J Biol Chem. 1996 Jun 7;271(23):13829-33. doi: 10.1074/jbc.271.23.13829.
The construction, expression, and purification of an active Fv fragment of the 0.5beta monoclonal human immunodeficiency virus type 1 (HIV-1) neutralizing antibody is reported. The interaction between the Fv fragment and the RP135 peptide derived from the V3 loop of gp120 from HIV-1IIIB was studied by varying the salt concentration and by mutating arginine residues in the peptide. The mutations R4A, R8A and R11A (which correspond to residues 311, 315, and 318 in gp120 of HIV-1IIIB) reduce the binding free energy by 0.22 (+/- 0. 20), 4.32 (+/- 0.16), and 1.58 (+/- 0.17) kcal mol-1, respectively. The salt-dependent components of their contributions to binding are 0.02 (+/- 0.22), -0.55 (+/- 0.18), and -0.97 (+/- 0.19) kcal mol-1, respectively. The magnitudes of the mutational effects and the extent of shielding by 1 M NaCl suggest that Arg-8 is involved in a buried salt bridge in the peptide-Fv fragment complex, whereas Arg-11 is involved in a more solvent-exposed electrostatic interaction.
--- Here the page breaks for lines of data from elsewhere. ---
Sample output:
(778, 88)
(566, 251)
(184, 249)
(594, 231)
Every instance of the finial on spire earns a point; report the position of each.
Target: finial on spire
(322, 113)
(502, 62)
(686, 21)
报道了1型人类免疫缺陷病毒(HIV-1)0.5β单克隆中和抗体活性Fv片段的构建、表达及纯化。通过改变盐浓度以及对源自HIV-1IIIB型gp120 V3环的RP135肽中的精氨酸残基进行突变,研究了Fv片段与该肽之间的相互作用。R4A、R8A和R11A突变(分别对应于HIV-1IIIB型gp120中的311、315和318位残基)使结合自由能分别降低0.22(±0.20)、4.32(±0.16)和1.58(±0.17)kcal mol-1。它们对结合贡献的盐依赖性成分分别为0.02(±0.22)、-0.55(±0.18)和-0.97(±0.19)kcal mol-1。突变效应的大小以及1 M NaCl的屏蔽程度表明,Arg-8参与了肽-Fv片段复合物中一个埋藏的盐桥,而Arg-11参与了一个更多暴露于溶剂中的静电相互作用。